Угрызения совести, понимаю я. Я же… не заменяю Найнай кем-то другим, правильно?
Чувство вины стало самой неожиданной частью долгого процесса оплакивания. Мне совестно думать о ней слишком много, потому что я знаю, что она бы этого не хотела, но при этом мне совестно думать о ней слишком мало.
Через пару минут, когда я захожу обратно в «Фонарики желаний», мама перестаёт складывать товары на полки и с беспокойством смотрит на меня.
– Всё… в порядке, Лия́?
– Ага. – В последнее время я так часто произношу это слово, что оно утратило всякий смысл.
– Не хочешь отдохнуть? – колеблясь, спрашивает мама.
Я качаю головой. Я и так уже слишком много отдыхала. А теперь над магазином сгустились тучи.
В проход выглядывает отец.
– Лия́? – Он говорит резко, совсем не как мама. – Что ты делала там, напротив?
Он говорит «там, напротив» так, словно я только что вернулась из ада, где заключила сделку с дьяволом.
Он что, теперь ещё и шпионит за мной? Мне очень хочется ему это высказать, но сейчас он в самом деле застал меня с поличным, и споры лишь ухудшат ситуацию.
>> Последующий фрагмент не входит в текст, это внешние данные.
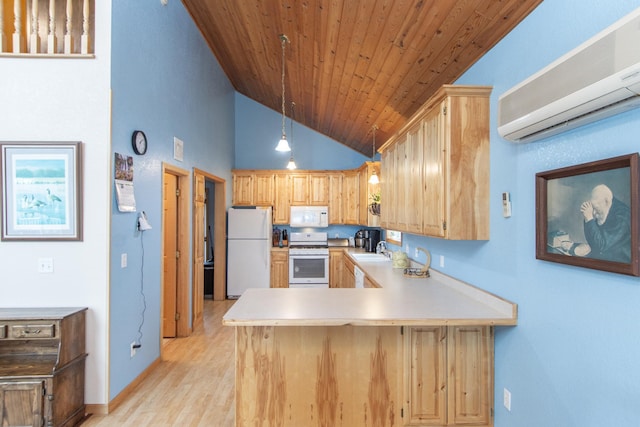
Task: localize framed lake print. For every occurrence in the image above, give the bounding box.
[0,142,82,241]
[536,153,640,276]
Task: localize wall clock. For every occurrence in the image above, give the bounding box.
[131,130,147,155]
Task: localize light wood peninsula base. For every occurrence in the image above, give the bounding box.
[236,325,493,427]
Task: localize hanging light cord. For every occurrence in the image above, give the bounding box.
[371,125,378,161]
[289,102,296,147]
[280,34,287,139]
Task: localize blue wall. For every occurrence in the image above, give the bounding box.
[388,0,640,427]
[109,0,235,400]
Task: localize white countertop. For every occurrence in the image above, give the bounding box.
[222,249,517,326]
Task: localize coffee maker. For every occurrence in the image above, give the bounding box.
[364,230,380,252]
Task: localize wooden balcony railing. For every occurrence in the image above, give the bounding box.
[0,0,95,57]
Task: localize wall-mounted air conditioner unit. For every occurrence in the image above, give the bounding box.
[498,9,640,142]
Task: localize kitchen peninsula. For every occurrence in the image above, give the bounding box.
[223,252,517,427]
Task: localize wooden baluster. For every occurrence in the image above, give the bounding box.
[80,0,89,54]
[29,0,40,53]
[47,0,56,55]
[13,0,22,53]
[0,0,6,52]
[64,0,73,54]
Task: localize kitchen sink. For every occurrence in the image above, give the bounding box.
[350,253,391,262]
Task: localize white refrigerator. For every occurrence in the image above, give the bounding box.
[227,206,272,298]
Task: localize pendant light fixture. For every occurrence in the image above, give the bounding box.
[369,124,380,184]
[276,34,291,152]
[287,102,298,170]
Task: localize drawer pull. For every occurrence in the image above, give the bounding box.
[11,324,55,338]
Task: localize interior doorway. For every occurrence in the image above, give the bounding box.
[161,164,191,338]
[192,168,227,325]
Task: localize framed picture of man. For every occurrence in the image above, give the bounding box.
[536,153,640,276]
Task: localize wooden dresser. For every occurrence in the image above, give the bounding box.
[0,308,87,427]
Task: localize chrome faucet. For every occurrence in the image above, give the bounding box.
[376,240,388,256]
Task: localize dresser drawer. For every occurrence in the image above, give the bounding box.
[10,323,56,338]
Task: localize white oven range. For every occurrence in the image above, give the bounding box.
[289,232,329,288]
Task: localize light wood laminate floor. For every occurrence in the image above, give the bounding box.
[82,299,235,427]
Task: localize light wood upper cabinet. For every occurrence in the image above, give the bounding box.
[342,170,360,225]
[273,174,291,225]
[380,150,398,230]
[253,172,275,206]
[379,85,491,240]
[290,173,309,206]
[403,123,425,234]
[358,162,380,227]
[232,166,382,227]
[231,172,253,206]
[421,105,446,237]
[328,172,344,224]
Вместо ответа я прикусываю нижнюю губу. Я точно не могу рассказать ему, насколько важен для меня Кай. А ещё я не хочу рассказывать ему об исполнении желаний. (Примечание: если я готова рассказать что-то Каю, но не собственным родителям, что это значит?) И я не могу не задаваться вопросами: Почему родители не могут сделать для меня того же, что только что сделал Кай? Почему мы вообще не говорим о бабушке? Почему не можем сохранить память о ней?
– Лия́, – повторяет отец, но тут вмешивается мама:
– Ну, тише.
Голос всё-таки возвращается ко мне, пусть и довольно слабый:
– Ты не думаешь, что с соседями нужно жить в мире? Ради наших лавок, ради общины?
Папа качает головой:
– С такими людьми нельзя жить мирно. Мы пробовали – и смотри, что из этого вышло. Вонь от их гниющего мусора отпугивает людей от нашего магазина! Покупатели не хотят даже заходить, не то что выбирать товары! Мы просим лишь элементарной порядочности, а они не только говорят «нет», но и злятся!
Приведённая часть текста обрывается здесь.